When a creditor or another party seeks judgment from a court to make the shareholders, directors, or officers of a corporation personally liable, they are asking the court to pierce the corporate veil.
This article will focus on maintaining the corporate veil (and preventing it being pierced) after it has been established. Establishing a corporate veil requires that the company:
- File the Articles of Incorporation
- Hold organizational meetings
- Provide the corporation with competent initial management
- Issue the corporation’s shares of stock
If you are unsure whether your company has completed each of these qualifying steps, consult with your attorney. A failure to properly establish the corporate veil will likely result in business owners not being able to take advantage of the protections the corporate veil can provide.
How to Maintain the Corporate Veil?
The protection of the corporate veil is maintained by keeping and following corporate formalities. These nine rules provide a set of guiding operating principles for maintaining the corporate veil while conducting business through a corporation.
- Fulfill all annual filing requirements. In many states, a corporation must file an annual report and pay an annual fee. If such filings are not completed in a timely fashion, the state may revoke the corporate charter and the corporation will cease to exist.
- Maintain internal corporate formalities. Corporate formalities include having a resident agent in their state of formation and in any state the company qualifies to do business in and establishing and following bylaws adopted by the Directors in their organizational meeting and provide the guidelines for the corporation’s future actions and corporate policy.
- Maintain a written record of corporate decisions. Formalities (including minutes) are required of corporations, but are advisable with LLCs. Even if a small group of people or a single person controls the corporation, it should conduct meetings and prepare records of such meetings. Shareholders and Directors conduct three types of meetings which should each be recorded through minutes of meetings: organizational meetings, annual meetings, and special meetings to discuss urgent items of business or to approve any legal or tax issues.
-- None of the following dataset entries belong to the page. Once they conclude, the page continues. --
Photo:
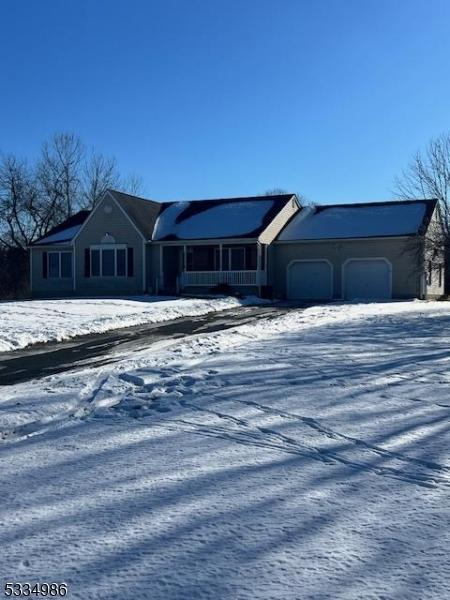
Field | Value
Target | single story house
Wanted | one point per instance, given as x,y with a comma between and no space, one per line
259,244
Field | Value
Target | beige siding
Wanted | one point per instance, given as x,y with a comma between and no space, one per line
403,255
114,223
47,287
282,218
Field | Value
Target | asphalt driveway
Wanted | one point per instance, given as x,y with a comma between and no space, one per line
47,359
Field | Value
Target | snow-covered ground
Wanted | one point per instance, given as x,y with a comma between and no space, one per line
302,458
32,322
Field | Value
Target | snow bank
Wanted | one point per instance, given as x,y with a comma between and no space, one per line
304,457
25,323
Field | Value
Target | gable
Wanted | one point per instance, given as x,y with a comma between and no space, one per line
65,231
108,221
218,219
388,219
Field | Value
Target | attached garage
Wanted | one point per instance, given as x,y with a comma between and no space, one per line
367,278
310,280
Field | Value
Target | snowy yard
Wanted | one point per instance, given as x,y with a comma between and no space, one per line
302,458
25,323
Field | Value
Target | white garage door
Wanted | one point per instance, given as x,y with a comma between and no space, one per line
310,280
367,279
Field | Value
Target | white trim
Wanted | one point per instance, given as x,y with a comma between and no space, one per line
59,252
307,260
31,269
360,259
96,207
144,267
101,248
74,274
161,266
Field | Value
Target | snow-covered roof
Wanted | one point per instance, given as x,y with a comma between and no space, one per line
214,219
378,219
65,231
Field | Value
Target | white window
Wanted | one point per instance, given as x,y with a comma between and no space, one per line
59,265
233,258
109,261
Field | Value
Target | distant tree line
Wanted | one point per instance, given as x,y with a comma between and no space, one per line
66,177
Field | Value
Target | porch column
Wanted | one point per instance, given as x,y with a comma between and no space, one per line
161,270
258,266
184,269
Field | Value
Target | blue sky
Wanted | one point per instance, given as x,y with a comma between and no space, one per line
209,98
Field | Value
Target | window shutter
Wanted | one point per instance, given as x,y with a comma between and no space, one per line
44,265
87,262
130,262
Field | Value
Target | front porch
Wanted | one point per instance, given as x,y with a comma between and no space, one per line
205,265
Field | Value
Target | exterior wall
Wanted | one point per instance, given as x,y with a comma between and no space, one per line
403,254
49,287
282,218
116,224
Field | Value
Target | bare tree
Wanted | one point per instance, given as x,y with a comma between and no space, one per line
428,176
132,184
99,174
34,197
19,207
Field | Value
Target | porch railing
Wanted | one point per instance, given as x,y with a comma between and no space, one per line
212,278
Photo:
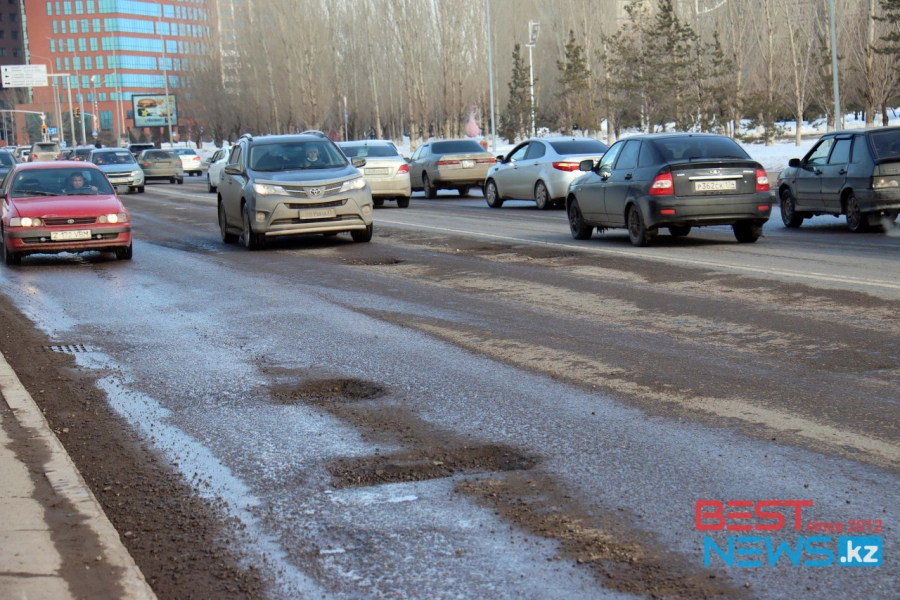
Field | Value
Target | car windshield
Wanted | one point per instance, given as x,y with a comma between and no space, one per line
697,147
570,147
375,150
887,144
455,146
117,157
290,156
60,182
Directors and/or Shareholders sign a document that contains the language of the corporation’s decision or resolution. Should a creditor seek to pierce the corporate veil at a later date, the corporation’s records will serve as evidence of its separate existence.
- Give corporate notice to the world. Individual Officers or Directors may be subject to personal liability if they act on the corporation’s behalf, but fail to clearly indicate that they are acting in their capacity as the corporation’s Officer or Director- this includes when signing contracts or otherwise obligating the company. If the corporation takes steps to ensure that others know that the corporation, and not an individual Officer or Director is acting, the corporate veil will be more likely to be preserved.
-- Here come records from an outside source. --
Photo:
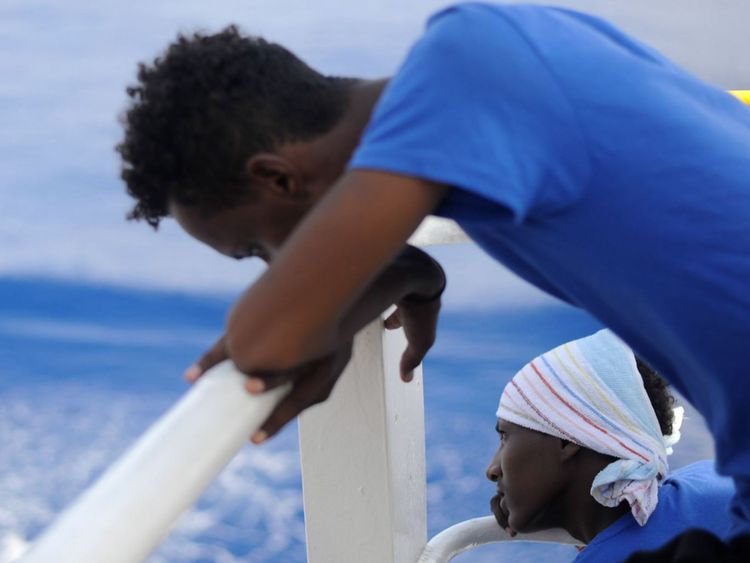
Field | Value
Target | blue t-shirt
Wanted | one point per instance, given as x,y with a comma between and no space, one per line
691,497
599,171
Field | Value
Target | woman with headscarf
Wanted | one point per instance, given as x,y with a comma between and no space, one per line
584,449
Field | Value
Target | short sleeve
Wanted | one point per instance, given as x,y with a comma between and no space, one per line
475,108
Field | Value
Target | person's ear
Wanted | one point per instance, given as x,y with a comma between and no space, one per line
272,172
568,450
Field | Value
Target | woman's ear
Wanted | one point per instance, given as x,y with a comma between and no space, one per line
268,171
568,450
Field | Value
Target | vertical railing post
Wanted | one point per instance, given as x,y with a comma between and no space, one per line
363,451
362,454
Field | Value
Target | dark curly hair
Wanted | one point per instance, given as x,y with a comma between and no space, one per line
205,106
659,395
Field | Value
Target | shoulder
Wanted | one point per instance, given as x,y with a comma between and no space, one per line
698,479
472,31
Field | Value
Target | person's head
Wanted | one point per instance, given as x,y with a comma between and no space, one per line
566,418
220,134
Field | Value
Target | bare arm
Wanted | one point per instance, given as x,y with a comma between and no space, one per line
294,312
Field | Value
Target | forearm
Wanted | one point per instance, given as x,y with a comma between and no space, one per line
293,312
413,274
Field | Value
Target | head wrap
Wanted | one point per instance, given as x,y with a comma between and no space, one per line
590,392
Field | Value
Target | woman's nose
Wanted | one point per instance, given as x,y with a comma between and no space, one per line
493,470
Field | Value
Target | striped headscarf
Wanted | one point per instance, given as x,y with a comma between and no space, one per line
590,392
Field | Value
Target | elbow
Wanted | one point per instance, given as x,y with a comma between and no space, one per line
259,350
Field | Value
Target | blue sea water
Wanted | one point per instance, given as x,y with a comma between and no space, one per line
86,369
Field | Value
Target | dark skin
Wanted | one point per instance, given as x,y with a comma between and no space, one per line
544,482
286,186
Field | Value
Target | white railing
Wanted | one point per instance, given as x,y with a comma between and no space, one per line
362,453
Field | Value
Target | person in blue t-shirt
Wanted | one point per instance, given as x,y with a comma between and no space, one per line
582,159
585,431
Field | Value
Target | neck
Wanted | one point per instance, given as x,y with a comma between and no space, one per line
329,154
584,516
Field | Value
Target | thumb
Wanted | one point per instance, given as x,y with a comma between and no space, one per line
409,362
393,321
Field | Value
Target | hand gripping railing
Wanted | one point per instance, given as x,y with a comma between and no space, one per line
469,534
126,513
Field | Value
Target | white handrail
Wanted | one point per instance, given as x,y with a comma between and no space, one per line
127,512
472,533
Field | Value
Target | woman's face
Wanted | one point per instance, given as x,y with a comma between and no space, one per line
528,471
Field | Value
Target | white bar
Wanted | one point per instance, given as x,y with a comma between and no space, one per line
127,512
362,455
437,230
472,533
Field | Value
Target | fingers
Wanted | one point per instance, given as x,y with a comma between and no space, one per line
298,399
216,355
313,384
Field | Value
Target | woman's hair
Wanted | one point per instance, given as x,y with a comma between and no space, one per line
210,102
659,395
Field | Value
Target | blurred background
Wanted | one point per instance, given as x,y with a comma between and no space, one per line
99,316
- Ensure the corporation has sufficient capital resources. A corporation should have sufficient resources to meet its short-term obligations. If the corporation is under-capitalized and cannot meet its short term obligations, a creditor may argue, and a court could accept the argument, that the corporation exists simply to help its owners shelter their assets.
- Maintaining a separation between corporate assets and personal assets. To prevent creditors from piercing the corporate veil, the corporation must maintain a separate bank account, file separate tax returns, and use corporate assets only for corporate purposes.
- Distributing corporate profits in the best interests of the company. All decisions regarding the distribution of a corporation’s profits or compensation for employees is subject to the discretion of the Board of Directors, and these decisions can be subject to review. A failure to make decisions in the company’s best interests can lead to the corporate veil being pierced.
- Separate bank accounts. Using a single bank account or co-mingling funds will give rise to the corporate veil being pierceable because the corporation is not being operated as a separate entity.
- Separate tax returns. Because you have obtained an EIN for your entity, you must now file a separate tax return with the IRS. Failure to file a separate return can lead to claims that you are not following corporate formalities. Speak with your attorney and your accountant if you have questions about tax filings.
Consequences and risks
If you or the corporate officers of a company fail to maintain the corporate veil, it can be pierced rendering the company’s shareholders personally responsible to the company’s creditors. This can bankrupt an individual.
Small LLCs are most likely to get their veils pierced. Small corporations are less likely to follow through on corporate formalities which make them more vulnerable to a piercing of their corporate veil. To avoid trouble, it’s best to play it safe. Small business owners may be more likely to commingle their personal assets with those of the corporation or LLC. To avoid trouble, the corporation should maintain its own bank account, and the owner should never use the company account for personal use or deposit checks payable to the company in a personal account.
If you have any questions about maintaining the corporate veil for your corporation, speak with your attorney.